FELICANI, Aldino & Dean ROBERTSON, "The Last Days Remembered: A Compatriot Recalls the Deaths of Sacco and Vanzetti in 1927"

VANZETTI, Bartolomeo (1888-1927)FELICANI, Aldino (1891-1967)

Source: History Matters
Courtesy of Oral History Research Office, Columbia University Libraries

Aldino Felicani: I was the one who broke the news to Sacco and Vanzetti in the death cell that they had to die on August 10th. That was the original date, and then it was postponed to August 22nd. In the meantime [Governor Alvan T.] Fuller had seen the boys in jail. He went to see them. He saw them previous to the decision, while the Lowell Committee was working. I learned from Vanzetti and Sacco that he had visited them.
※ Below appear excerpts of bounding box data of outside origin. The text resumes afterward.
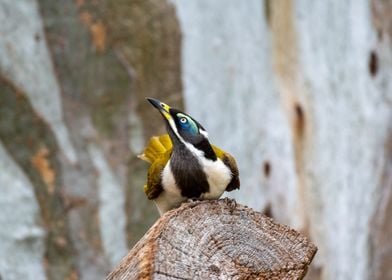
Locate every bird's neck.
[168,129,217,161]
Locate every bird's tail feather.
[138,134,172,163]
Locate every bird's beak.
[147,97,172,121]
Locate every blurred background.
[0,0,392,280]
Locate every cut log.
[106,199,317,280]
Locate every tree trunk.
[0,0,392,280]
[106,199,317,280]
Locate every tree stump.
[106,199,317,280]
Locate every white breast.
[154,160,186,216]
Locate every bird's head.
[147,98,216,159]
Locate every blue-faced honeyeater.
[139,98,240,215]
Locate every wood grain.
[107,199,317,280]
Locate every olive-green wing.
[211,145,240,192]
[139,134,173,199]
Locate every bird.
[139,98,240,216]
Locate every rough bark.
[107,199,317,280]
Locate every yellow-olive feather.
[139,134,239,200]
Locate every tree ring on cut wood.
[107,199,317,279]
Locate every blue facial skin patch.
[177,114,198,135]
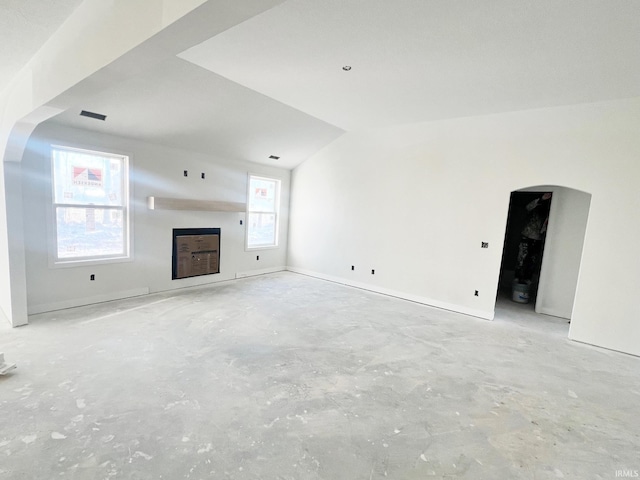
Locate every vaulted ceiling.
[11,0,640,168]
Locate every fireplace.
[171,228,220,280]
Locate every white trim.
[28,287,149,315]
[287,267,495,320]
[47,141,134,268]
[535,308,571,320]
[236,267,287,279]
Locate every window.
[51,146,129,264]
[247,175,280,248]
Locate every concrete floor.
[0,272,640,480]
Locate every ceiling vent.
[80,110,107,122]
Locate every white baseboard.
[287,267,495,320]
[29,287,149,315]
[536,308,571,320]
[236,267,287,278]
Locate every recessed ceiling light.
[80,110,107,122]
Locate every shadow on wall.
[498,186,591,320]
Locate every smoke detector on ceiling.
[80,110,107,122]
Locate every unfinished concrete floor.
[0,272,640,480]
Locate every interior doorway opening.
[496,186,591,320]
[498,191,553,304]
Sacco, as you can surmise, refused to shake hands with Fuller. He didn’t want any part of it. As Fuller was the representative of the capitalist class, and he was the downtrodden. He didn’t have anything to ask him. He didn’t want any grace, any part of it. So he had nothing to say to Fuller at all. He refused to talk.
Vanzetti was the gentle type and so he sat down with Fuller. The next morning I went to see him and Vanzetti told me, “This man will never send us to the chair. He sat down and talked to me like a brother, smiling and joking. That man will never send us to the chair.”
I said, “I don’t know.” I tried to disarm Vanzetti, to destroy his enthusiasm, because I sensed that the worst was coming. I did not want him to delude himself, to think himself in paradise, when actually he was in hell.